Let’s see if I understand the problem: You have to render some text. This requires to compute Mipmaps when a new text-line is encountered. And that is too slow? How often does you text change then? Assuming that a user needs at least a few seconds to read a line of text it cannot be the case that mipmaps cannot be generated fast enough for this. There has to be another problem - that is a problem in the structure of the problem-solution.
Have you tried to build up a dictionary of word-textures and stitch words together to form a text-line? I’ve made good experiences with such an approach. A dictionary of a few thousand distinct words is often more then enough to form a whole page of text (I don’t know about asian languages though…). This makes new textures and mipmaps to be generated relatively small and hence should increase performance.

Computing mipmaps is only too slow because it happens in the rendering thread. When they are created, one or two frames take much longer to render which causes jumps in the animation. I don’t think dictionaries can be used. The application has to support all possible languages, not just one. I need to be able to render ANY text and on the fly. I still think the best approach could be to create all mipmaps in the application but in a separate thread and upload them asynchronously using PBOs. This way it is only a slightly bigger memory transfer which would more than likely not disrupt rendering. The question is (I have never done anything like this, nor did I find any info on the net): do I need to use a separate PBO with its own mapped memory buffer for each mipmap level or is it possible to upload all mipmaps at once as a continuous buffer?

Either you’re writing very small text or we’re talking about different things. A screen full of text isn’t likely to consist of more than a few thousand words at maximum - regardless in which language. My idea was to generate a map “Word in Unicode->Texture” that contains the last few thousand word that were used, extending it on the fly as needed. When a new text-line is to be drawn onto the Screen it is likely that it consists of or at least contain words already on the Screen somewhere, which means that those words are in the map and hence do not Need to be recomputed. As a word is much smaller than a text-line mipmap generation will be faster. Of course I don’t know your application nor do I know the repitition patterns for east-asian languages but I’d advise to look for the repitition of words (not CPU-words - language words) on the Screen. If the most recent text-line contains words already on the Screen you’re computing mipmaps repeatedly for the same shapes to Display it.
If that ain’t the case - i.e. there are no repititions - you could perhaps generate mipmaps for the text-line to be drawn in a separate thread not using OpenGL for this at all. If the text-line Shows up just one or two Frames after issuing the order to draw it the user is unlikely to see any difference.

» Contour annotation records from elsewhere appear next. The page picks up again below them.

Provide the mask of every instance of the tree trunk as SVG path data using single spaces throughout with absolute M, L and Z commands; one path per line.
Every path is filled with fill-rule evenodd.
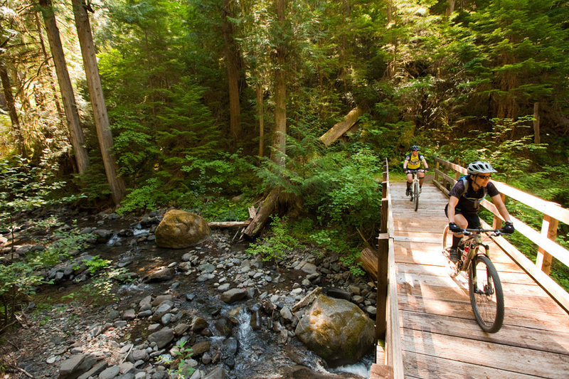
M 279 23 L 281 37 L 284 34 L 285 0 L 275 0 L 277 9 L 277 22 Z M 282 38 L 279 38 L 282 41 Z M 286 47 L 283 43 L 277 46 L 277 62 L 275 70 L 275 129 L 272 131 L 272 150 L 271 160 L 280 166 L 285 165 L 287 144 L 287 82 L 284 75 L 284 55 Z
M 539 102 L 533 103 L 533 142 L 541 143 L 541 136 L 539 134 Z
M 112 201 L 115 204 L 119 205 L 127 191 L 124 182 L 117 174 L 117 162 L 112 154 L 114 144 L 112 134 L 109 124 L 105 97 L 102 95 L 101 78 L 99 76 L 99 68 L 97 65 L 97 56 L 95 53 L 89 16 L 87 14 L 87 6 L 85 0 L 73 0 L 72 4 L 105 172 L 111 188 Z
M 71 146 L 73 146 L 73 151 L 75 154 L 77 169 L 79 174 L 83 174 L 87 166 L 89 166 L 89 156 L 87 154 L 87 149 L 85 146 L 85 137 L 79 121 L 79 113 L 77 111 L 73 87 L 71 85 L 71 80 L 69 78 L 69 73 L 67 70 L 65 57 L 63 54 L 63 48 L 61 46 L 61 39 L 60 38 L 59 29 L 55 22 L 53 7 L 51 0 L 39 0 L 39 4 L 41 6 L 41 13 L 43 16 L 43 22 L 46 24 L 46 31 L 48 33 L 51 55 L 53 57 L 53 64 L 55 65 L 55 73 L 59 82 L 61 97 L 63 100 L 63 108 L 65 111 L 65 117 L 67 117 L 69 127 Z
M 387 23 L 391 23 L 393 19 L 393 1 L 387 0 Z
M 449 16 L 452 14 L 452 12 L 454 11 L 454 2 L 455 0 L 449 0 Z
M 257 84 L 257 117 L 259 119 L 259 156 L 262 156 L 265 149 L 265 114 L 262 102 L 262 86 Z
M 12 131 L 14 134 L 16 150 L 18 154 L 22 156 L 27 156 L 26 151 L 26 143 L 23 141 L 23 136 L 20 127 L 20 120 L 18 118 L 18 112 L 16 110 L 14 95 L 12 94 L 12 85 L 8 70 L 4 65 L 4 60 L 0 58 L 0 79 L 2 81 L 2 89 L 4 90 L 4 98 L 6 99 L 6 106 L 8 107 L 8 114 L 10 115 L 10 121 L 12 122 Z
M 349 130 L 359 118 L 360 116 L 367 112 L 367 108 L 363 106 L 358 105 L 351 110 L 348 114 L 344 117 L 344 119 L 340 122 L 336 123 L 334 127 L 330 128 L 326 133 L 319 138 L 326 146 L 330 144 L 338 139 L 342 134 Z
M 271 213 L 275 210 L 280 193 L 280 188 L 275 188 L 267 196 L 259 208 L 259 212 L 243 231 L 245 235 L 252 238 L 259 233 L 261 228 L 262 228 L 262 225 L 265 225 L 265 223 L 267 222 L 269 216 L 271 215 Z
M 223 0 L 221 9 L 221 31 L 223 34 L 225 63 L 229 84 L 230 131 L 235 141 L 240 137 L 240 107 L 239 104 L 239 71 L 241 68 L 239 52 L 233 38 L 233 26 L 228 17 L 233 16 L 231 0 Z
M 61 109 L 61 105 L 59 103 L 59 98 L 58 97 L 58 90 L 55 87 L 55 81 L 53 79 L 53 72 L 51 70 L 51 65 L 49 64 L 49 57 L 48 56 L 48 51 L 46 49 L 46 43 L 43 42 L 43 35 L 41 32 L 41 23 L 40 22 L 40 17 L 38 16 L 37 12 L 34 12 L 34 17 L 36 18 L 36 25 L 38 28 L 38 36 L 40 38 L 40 46 L 41 47 L 41 53 L 43 55 L 43 59 L 46 60 L 46 68 L 48 73 L 48 80 L 49 81 L 50 86 L 51 87 L 51 92 L 53 94 L 53 102 L 55 104 L 55 109 L 58 110 L 58 114 L 61 121 L 61 126 L 65 127 L 65 114 L 63 110 Z
M 377 252 L 366 247 L 358 257 L 358 262 L 361 263 L 361 268 L 373 277 L 378 278 L 378 253 Z

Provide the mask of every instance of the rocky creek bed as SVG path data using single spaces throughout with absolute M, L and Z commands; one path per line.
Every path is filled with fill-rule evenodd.
M 214 230 L 188 248 L 161 248 L 154 231 L 163 214 L 61 209 L 29 215 L 78 220 L 82 233 L 96 237 L 43 273 L 54 284 L 38 288 L 20 325 L 0 336 L 6 378 L 368 377 L 373 349 L 356 364 L 331 368 L 295 333 L 311 294 L 347 300 L 373 318 L 375 287 L 367 277 L 354 278 L 337 256 L 316 249 L 295 251 L 278 266 L 263 262 L 235 242 L 235 229 Z M 18 254 L 57 238 L 53 228 L 20 223 Z M 0 238 L 6 255 L 11 241 Z M 92 282 L 85 260 L 97 255 L 111 268 L 126 268 L 131 280 Z M 81 290 L 90 283 L 92 292 Z M 110 299 L 98 299 L 102 293 Z M 178 354 L 181 343 L 191 348 L 191 357 Z

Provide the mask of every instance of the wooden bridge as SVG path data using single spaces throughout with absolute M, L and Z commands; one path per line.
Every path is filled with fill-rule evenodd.
M 405 196 L 405 183 L 390 183 L 388 171 L 384 174 L 379 343 L 370 378 L 569 378 L 569 294 L 548 274 L 552 256 L 566 265 L 569 260 L 569 252 L 552 241 L 558 220 L 568 223 L 569 210 L 497 183 L 503 196 L 529 203 L 543 213 L 544 221 L 540 233 L 514 219 L 516 233 L 538 247 L 537 264 L 504 237 L 489 241 L 505 316 L 497 333 L 487 333 L 474 319 L 467 277 L 451 278 L 441 252 L 448 223 L 447 188 L 465 170 L 438 160 L 433 171 L 435 180 L 423 185 L 417 212 Z M 483 205 L 497 214 L 491 203 Z M 500 227 L 497 215 L 494 224 Z

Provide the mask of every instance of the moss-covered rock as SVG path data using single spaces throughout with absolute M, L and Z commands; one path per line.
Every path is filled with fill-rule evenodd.
M 358 306 L 322 294 L 300 319 L 295 333 L 331 366 L 356 363 L 375 341 L 373 321 Z
M 197 243 L 211 230 L 208 222 L 195 213 L 173 209 L 166 212 L 156 228 L 156 244 L 161 247 L 183 249 Z

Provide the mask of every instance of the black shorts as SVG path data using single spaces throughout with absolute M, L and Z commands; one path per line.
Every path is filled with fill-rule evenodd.
M 445 205 L 445 215 L 449 217 L 448 214 L 449 205 Z M 454 208 L 455 215 L 462 215 L 462 216 L 468 221 L 468 229 L 479 229 L 480 228 L 480 218 L 478 217 L 478 213 L 463 213 L 457 208 Z

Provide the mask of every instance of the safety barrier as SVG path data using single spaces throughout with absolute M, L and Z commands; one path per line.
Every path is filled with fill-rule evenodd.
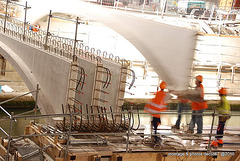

We are talking about different things. As I said, I get Windows to render my text lines as a series of contours to avoid all the problems with character to glyph layout in all the exotic languages. Words and dictionaries would not help at all. Even if I render letters and words that already occur in other lines, I would still use a lot less memory than if I convert all the glyphs of a font having multiple language scripts (e.g. simple Arial has more than 3000 glyphs). I render text into fairly high resolution bitmaps so I don’t have problems with magnification, just minification. The visual quality of the text is very important, so the rather imperfect antialiasing bilinear filtering offers is not good enough. I can either find a way to offload as much as possible of mipmap creation to another thread, or use a shader to do something similar to mipmap access. I would appreciate any help if someone has experience with either route.

I render text into fairly high resolution bitmaps so I don’t have problems with magnification, just minification.

And the whole point of the Valve paper is to do the opposite. You use smaller images (so minification works just fine), and you let the distance testing stuff handle magnification. That’s what it’s for: to make magnification look better than “imperfect antialiasing bilinear filtering”.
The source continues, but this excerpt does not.